Over the course of this year, my second year in graduate school, I was a part of three lesson study groups. Whenever undertaking a large endeavor, it is worthwhile to take time to reflect on how things have gone to better prepare for the next task. This is a reflection on the third cycle.
The third and final lesson study went far more smoothly than the previous cycles. Some of this, of course, can be attributed to a familiarity with the process as a teacher researcher, and some of it was due to the fortuitous combination of team members, topic, and tenacity. When this cycle began, I specifically reached out to other teachers that I wanted to work with for this final cycle because I knew of their dedication and the quality of their work. All of the members of the team brought insightful understanding to our problem of practice, our change ideas, and the research throughout. Armed with experience in the process and connected with a team almost entirely of math teachers, we were able to chose a problem of practice that not only felt very personal but also felt very approachable. We had something that we could address very specifically, but still have the flexibility for lots of different change ideas and lesson possibilities.

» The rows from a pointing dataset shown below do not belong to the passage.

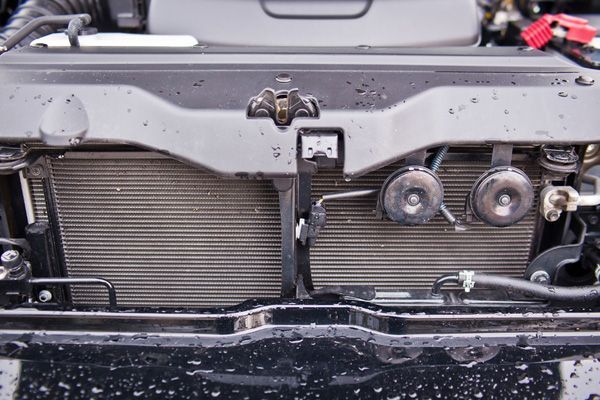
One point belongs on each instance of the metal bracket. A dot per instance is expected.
(556, 199)
(282, 106)
(466, 277)
(319, 145)
(553, 259)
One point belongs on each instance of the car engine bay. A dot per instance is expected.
(238, 165)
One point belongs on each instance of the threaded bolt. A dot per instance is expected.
(438, 158)
(13, 262)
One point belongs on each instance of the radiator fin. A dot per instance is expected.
(165, 233)
(356, 248)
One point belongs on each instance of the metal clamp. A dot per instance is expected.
(466, 277)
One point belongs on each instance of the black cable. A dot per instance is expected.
(112, 293)
(437, 285)
(533, 289)
(32, 9)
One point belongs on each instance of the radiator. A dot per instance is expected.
(164, 233)
(167, 234)
(355, 247)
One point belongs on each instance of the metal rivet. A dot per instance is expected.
(413, 199)
(585, 80)
(283, 77)
(504, 200)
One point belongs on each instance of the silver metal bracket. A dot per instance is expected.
(556, 199)
(466, 277)
(319, 145)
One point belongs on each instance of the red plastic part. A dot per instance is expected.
(540, 32)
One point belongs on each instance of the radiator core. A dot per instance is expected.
(167, 234)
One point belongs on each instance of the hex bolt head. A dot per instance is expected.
(584, 80)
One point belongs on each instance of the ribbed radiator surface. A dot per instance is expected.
(356, 248)
(167, 234)
(164, 233)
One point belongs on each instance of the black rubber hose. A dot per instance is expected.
(537, 290)
(546, 292)
(32, 9)
(112, 293)
(437, 285)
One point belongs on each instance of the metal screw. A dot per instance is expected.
(9, 256)
(540, 277)
(44, 296)
(35, 170)
(413, 199)
(283, 77)
(585, 80)
(552, 216)
(504, 200)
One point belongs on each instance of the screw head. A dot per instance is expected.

Despite having a great setup with a great team, there were some challenges through this process. The biggest one was simply time, in various forms. As second semester in our classrooms moved along, there were times where work needed to be done on our lesson study outside of the normal graduate school class time and it was extremely difficult to get other people on board to work on things outside of class. Part of that could be attributed to the culture of the classroom environment that was not always pushing the idea that stuff "needed to get done", and part of it was competing with the already busy teacher schedules of my peers. This led to some of our work feeling fine for what it was, but could have benefited from more depth. The most notable example of this was the ending of our lesson - we simply did not stick the landing. While we set up the lesson beautifully, our host teacher executed it excellently, we did not allocate enough time to really connecting the social justice idea of climate injustice with the lesson in a way that made the final "a-ha" moment actually stick for kids. It felt like it ended with a whimper. In conversations with my lesson study team, we all agreed that we needed to spend more time with that part. Part of the challenge of the lesson study process at this level is that we are on a strict timeline - after all, we are in school. To perform this process away from school, as a teacher researcher in my own school, I would want to take into account having plenty of cushion time to allow for things to possibly go slower than they ought to.

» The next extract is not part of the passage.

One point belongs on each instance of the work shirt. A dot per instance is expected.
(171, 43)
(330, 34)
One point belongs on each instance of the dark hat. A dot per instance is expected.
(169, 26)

The biggest success on this third and final lesson study process was the clarity of focus my team showed and the way we did our data collection during our PDSAs. I came into this cycle knowing that I wanted this one to be the most complete and successful, and I think that happened with my team. We were very effective at collecting compelling, useful data and then made great choices when we acted on it. The process that led us from Graph Talk to annotation to Pala Indian Climate Change Lesson felt measured, precise, and well done. We also had a huge windfall in finding the climate data for the Pala Indians, which just so happened to be the local Native American tribe near our host teacher's school. We had a lot of great serendipity when we reached the group lesson portion that can't be overstated. We were able to find the right numbers we needed, the right visuals to connect them, and the right kids to receive the lesson. I did not see this kind of luck in prior lessons - it was fantastic. We had a boon, and we capitalized on it.